Kelly’s first trip through the Pac-12 was rather impressive with a 46-7 record from 2009-2012 at Oregon, and that included a 33-3 record in conference play.
He had a 10-21 record in his first three seasons at UCLA. The Bruins went 8-4 in 2021 and are 2-0 this season. However, the wins over Bowling Green and Alabama State aren’t going to create much buzz on the national scene. The college football picks had the Bruins favored by 24 and 48½ points in the first two games of 2022.
USC is already being mentioned as a potential national championship contender. The Bruins winning some games and finishing in the middle of the pack in the Pac-12 isn’t going to make the UCLA faithful happy if USC begins piling up the wins and moving up the national rankings.
This will be a key year to see if the Bruins are a contender or a pretender. The fact that UCLA hasn’t had a recruiting class ranked in the top four in the Pac-12 over the last four seasons isn’t a winning formula.
Dino Babers (Syracuse)
A 2-0 start could be just what Babers needs to take some of the pressure off.
Syracuse lost seven of the last nine games a season ago and, since posting a 10-3 record in his third season at the helm of the Syracuse program, Dino Babers went 11-24 during the next three seasons and that included a 5-21 mark in the ACC.
Syracuse is 4-18 in the months of October and November during the previous three seasons. Another tailspin like that and it might be hard for Babers to get more time to get this program going in the right direction.
Mike Locksley (Maryland)
Locksley seems like the longest shot to be let go.
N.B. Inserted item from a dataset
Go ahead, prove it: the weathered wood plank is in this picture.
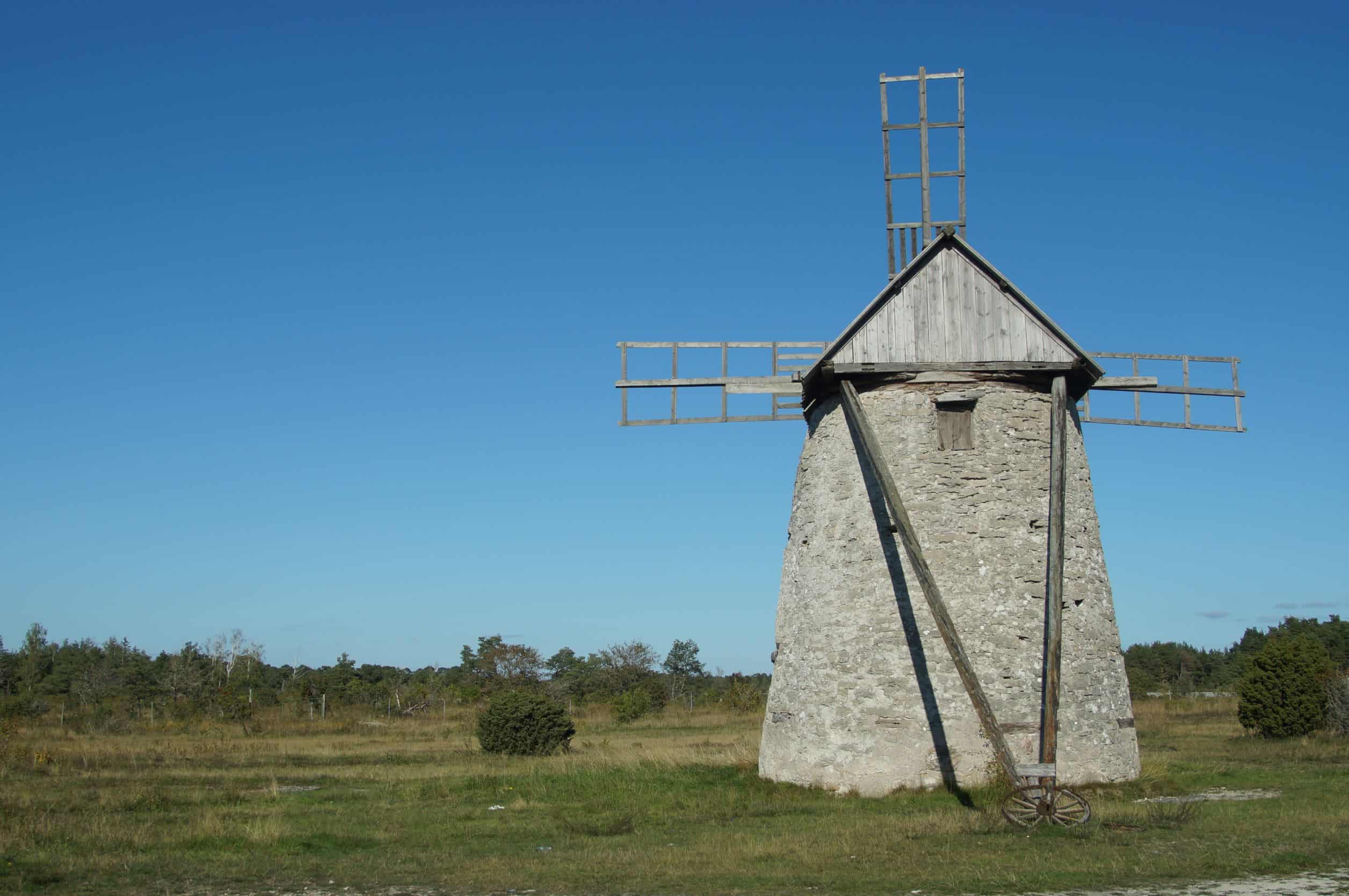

He walked into a tough spot at Maryland and the Terrapins went 5-12 in his first two seasons.
Maryland is 9-6 over the last 15 games and that is a good sign.
Wins over Buffalo and Charlotte are nice but time will tell how much those games help when it comes time to face Big Ten teams.
One concern from a season ago was that Maryland was outscored 216-70 in four games against ranked teams in 2021 and that is not going to get it done.
Jonathan Smith (Oregon State)
Oregon State is 18-28 since Smith took over. He led the Beavers to just seven conference wins over his first three seasons. A 7-6 overall record and a 5-4 record in conference play was a step in the right direction.
Wins over Boise State and Fresno State were a good way to start the season and the Beavers did have a win over eventual Pac-12 champion Utah in 2021
Oregon State has allowed at least 30 points in 19 of the last 34 games and that is not a winning formula.